When we walked up to the meticulous window displays at Bloodworth Bellamy, we didn’t immediately see the charismatic owner of the store, Nick Cadey, behind the glass. He was tinkering with a new colourful collection – the personal effects of the 1960s president of the Australian magicians’ club. Once disentangled from the cloaks, light displays and trick hats, he introduced us to his menagerie of unusual objects.
The small space surprisingly clutter-free, with items from 19th and 20th century England, France and Japan neatly interwoven on the shelves. Collections of Hornby trains and textile sculptures are carefully curated, and Nick has chosen individual objects that share a narrative or preserve a moment in time.

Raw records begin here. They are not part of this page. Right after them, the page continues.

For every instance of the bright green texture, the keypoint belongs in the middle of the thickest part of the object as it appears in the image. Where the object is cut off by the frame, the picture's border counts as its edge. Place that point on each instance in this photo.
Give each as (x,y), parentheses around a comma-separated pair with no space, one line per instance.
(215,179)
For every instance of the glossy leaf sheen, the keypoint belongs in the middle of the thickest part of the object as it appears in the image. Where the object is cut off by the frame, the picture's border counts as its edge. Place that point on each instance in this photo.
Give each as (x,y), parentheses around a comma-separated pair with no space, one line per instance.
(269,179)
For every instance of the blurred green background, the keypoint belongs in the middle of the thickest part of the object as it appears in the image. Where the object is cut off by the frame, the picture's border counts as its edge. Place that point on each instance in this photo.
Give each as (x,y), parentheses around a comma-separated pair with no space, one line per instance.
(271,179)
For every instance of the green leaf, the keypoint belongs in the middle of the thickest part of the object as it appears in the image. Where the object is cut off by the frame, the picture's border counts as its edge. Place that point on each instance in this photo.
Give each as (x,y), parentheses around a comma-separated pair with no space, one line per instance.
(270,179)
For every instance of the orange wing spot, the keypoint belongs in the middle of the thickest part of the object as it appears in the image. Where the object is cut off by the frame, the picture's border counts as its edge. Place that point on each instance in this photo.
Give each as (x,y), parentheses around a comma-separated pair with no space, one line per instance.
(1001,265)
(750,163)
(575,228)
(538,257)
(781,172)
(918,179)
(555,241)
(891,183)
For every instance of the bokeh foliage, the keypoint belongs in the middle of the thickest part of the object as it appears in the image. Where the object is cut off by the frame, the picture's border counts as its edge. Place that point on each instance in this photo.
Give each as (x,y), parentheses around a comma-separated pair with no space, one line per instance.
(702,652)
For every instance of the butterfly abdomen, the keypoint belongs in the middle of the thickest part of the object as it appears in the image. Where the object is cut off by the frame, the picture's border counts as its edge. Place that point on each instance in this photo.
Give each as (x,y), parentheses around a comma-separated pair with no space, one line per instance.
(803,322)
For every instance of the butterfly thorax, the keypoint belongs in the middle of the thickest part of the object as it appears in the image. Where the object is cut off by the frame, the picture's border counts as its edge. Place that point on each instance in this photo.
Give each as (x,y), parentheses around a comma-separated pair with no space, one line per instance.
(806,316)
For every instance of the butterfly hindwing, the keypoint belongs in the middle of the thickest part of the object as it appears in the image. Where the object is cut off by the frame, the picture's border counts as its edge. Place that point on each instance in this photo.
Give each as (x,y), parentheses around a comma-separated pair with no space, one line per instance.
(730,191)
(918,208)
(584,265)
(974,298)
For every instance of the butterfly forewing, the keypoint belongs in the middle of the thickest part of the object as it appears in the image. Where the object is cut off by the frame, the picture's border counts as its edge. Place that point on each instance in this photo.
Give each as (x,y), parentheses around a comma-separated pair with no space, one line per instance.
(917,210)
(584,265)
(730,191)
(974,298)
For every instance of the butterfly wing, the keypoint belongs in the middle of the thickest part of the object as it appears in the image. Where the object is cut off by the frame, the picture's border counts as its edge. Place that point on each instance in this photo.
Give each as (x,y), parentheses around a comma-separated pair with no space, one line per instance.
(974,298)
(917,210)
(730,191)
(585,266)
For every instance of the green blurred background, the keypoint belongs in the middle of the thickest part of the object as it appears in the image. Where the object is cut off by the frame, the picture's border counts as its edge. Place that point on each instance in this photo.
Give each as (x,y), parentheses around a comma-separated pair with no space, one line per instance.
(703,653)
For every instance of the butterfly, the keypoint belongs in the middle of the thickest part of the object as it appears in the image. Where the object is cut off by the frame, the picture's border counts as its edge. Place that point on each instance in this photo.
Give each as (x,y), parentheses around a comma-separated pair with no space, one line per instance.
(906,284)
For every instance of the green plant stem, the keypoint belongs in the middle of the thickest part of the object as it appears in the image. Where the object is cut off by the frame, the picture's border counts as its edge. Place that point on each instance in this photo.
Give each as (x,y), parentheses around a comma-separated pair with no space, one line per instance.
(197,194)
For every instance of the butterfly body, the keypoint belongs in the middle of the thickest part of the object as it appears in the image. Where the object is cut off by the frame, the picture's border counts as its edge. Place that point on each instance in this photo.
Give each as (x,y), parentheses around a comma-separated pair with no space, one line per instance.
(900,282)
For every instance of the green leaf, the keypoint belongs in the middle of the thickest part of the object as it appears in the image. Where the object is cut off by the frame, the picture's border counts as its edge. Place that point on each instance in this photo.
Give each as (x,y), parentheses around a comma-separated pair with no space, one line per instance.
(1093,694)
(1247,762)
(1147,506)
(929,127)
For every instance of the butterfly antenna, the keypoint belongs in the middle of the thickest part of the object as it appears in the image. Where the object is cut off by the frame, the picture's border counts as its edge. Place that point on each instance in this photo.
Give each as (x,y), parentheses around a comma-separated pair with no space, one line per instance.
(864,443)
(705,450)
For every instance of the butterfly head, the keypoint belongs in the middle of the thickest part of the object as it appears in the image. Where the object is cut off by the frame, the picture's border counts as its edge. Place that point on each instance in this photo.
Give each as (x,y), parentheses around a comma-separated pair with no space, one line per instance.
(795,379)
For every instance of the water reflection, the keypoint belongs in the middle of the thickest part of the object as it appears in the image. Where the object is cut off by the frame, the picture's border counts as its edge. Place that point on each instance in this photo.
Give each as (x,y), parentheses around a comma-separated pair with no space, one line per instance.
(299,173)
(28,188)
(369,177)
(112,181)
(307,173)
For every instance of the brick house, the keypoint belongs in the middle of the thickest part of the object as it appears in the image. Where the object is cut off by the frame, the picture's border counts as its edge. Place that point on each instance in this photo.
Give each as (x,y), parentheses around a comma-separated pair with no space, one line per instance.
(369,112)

“I love things that are just about to be destroyed and then they’ve been saved. It’s like that last moment of a sunset,” he says, showing us a set of chipped Japanese Kobe dolls from the 1850s. They’re beside a geisha wig – “should you ever need one” – and across the aisle from a tin sink painted to look like wood so it wouldn’t rot on a French sailing ship in the 1800s. While there’s furniture and taxidermy pieces for the avid antique collector, the shop also does a roaring trade in more affordable items, like 1980s comics going for $8 a pop.
The store has been operating for almost three years with Cadey at the helm, armed with an English education in car-boot sales and reruns of TV show Antiques Roadshow. Sometimes functioning as a gallery space – and as a wedding venue – Bloodworth Bellamy is a versatile retail home for lovers of history and anyone up for a good chinwag.